Go back in history to around 6000B.C. and you might have seen one of the nomadic ancient civilizations from somewhere like Sweden or Norway, or even Russia, gliding around on skis. They say that necessity if the mother of invention and it is testimony to ‘Man’s’ inventiveness that even back then he thought it was a smart idea to use something other than his feet and shoes for traipsing across snow. A ski is a long thin piece of wood, that in those days, would have been carved from a long branch of a tree.

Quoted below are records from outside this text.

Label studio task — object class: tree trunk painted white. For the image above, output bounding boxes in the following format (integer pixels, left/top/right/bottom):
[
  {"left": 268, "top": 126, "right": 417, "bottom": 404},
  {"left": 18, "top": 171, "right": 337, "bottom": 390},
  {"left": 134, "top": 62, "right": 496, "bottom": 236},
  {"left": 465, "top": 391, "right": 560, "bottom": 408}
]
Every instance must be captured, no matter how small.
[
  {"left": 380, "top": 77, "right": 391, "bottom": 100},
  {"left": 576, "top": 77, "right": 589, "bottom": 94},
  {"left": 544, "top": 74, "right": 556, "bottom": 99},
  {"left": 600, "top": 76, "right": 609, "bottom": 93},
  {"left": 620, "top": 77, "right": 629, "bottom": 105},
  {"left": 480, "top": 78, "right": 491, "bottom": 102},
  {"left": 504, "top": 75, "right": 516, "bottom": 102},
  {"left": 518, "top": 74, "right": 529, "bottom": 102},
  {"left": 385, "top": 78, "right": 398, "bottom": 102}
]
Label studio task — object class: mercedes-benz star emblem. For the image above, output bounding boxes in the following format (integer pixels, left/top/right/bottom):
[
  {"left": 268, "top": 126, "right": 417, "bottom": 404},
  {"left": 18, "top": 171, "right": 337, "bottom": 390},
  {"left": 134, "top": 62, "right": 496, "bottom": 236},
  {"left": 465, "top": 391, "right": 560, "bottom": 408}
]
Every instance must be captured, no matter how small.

Nomads in those days would rarely stay in one place and make a home, as we do now. They would have traveled, probably sound for the winter as birds do, and had to negotiate some of the roughest weather conditions with the most rudimentary of gadgets. The aerodynamic design of a ski is such that over the thousands of years of its existence it has changed exceedingly little. The front tip of the ski was angled upward so that it didn’t plough into the snow, rather glide over it as a leading edge for the rest of the ski to follow. The length of the ski was probably a guess in those days and the width was simply judged by the width of the wearer’s foot. Cord was applied and tied around the foot to keep it from moving.
Types of Skiing
There are many variants of skiing, both as a hobby, a sport and an Olympic sport. The freestyle version is basically as it states—one is free to choose their own moves and style their skiing to their own preferences. When it comes to competition skiing there is Super-G, slalom, downhill, giant slalom and disabled skiing, all of which require ski helmets for competitions.
For those who like a little extreme terror in their sporting interests, they can choose Heliskiing, which involves—as one might guess—the use of a helicopter. The helicopter drops the skier off at the peak of a mountain and they find their own way down. Cross-country skiing is another risky, but less dangerous version of skiing where the skier starts from any snowy point and travels by ski to another point.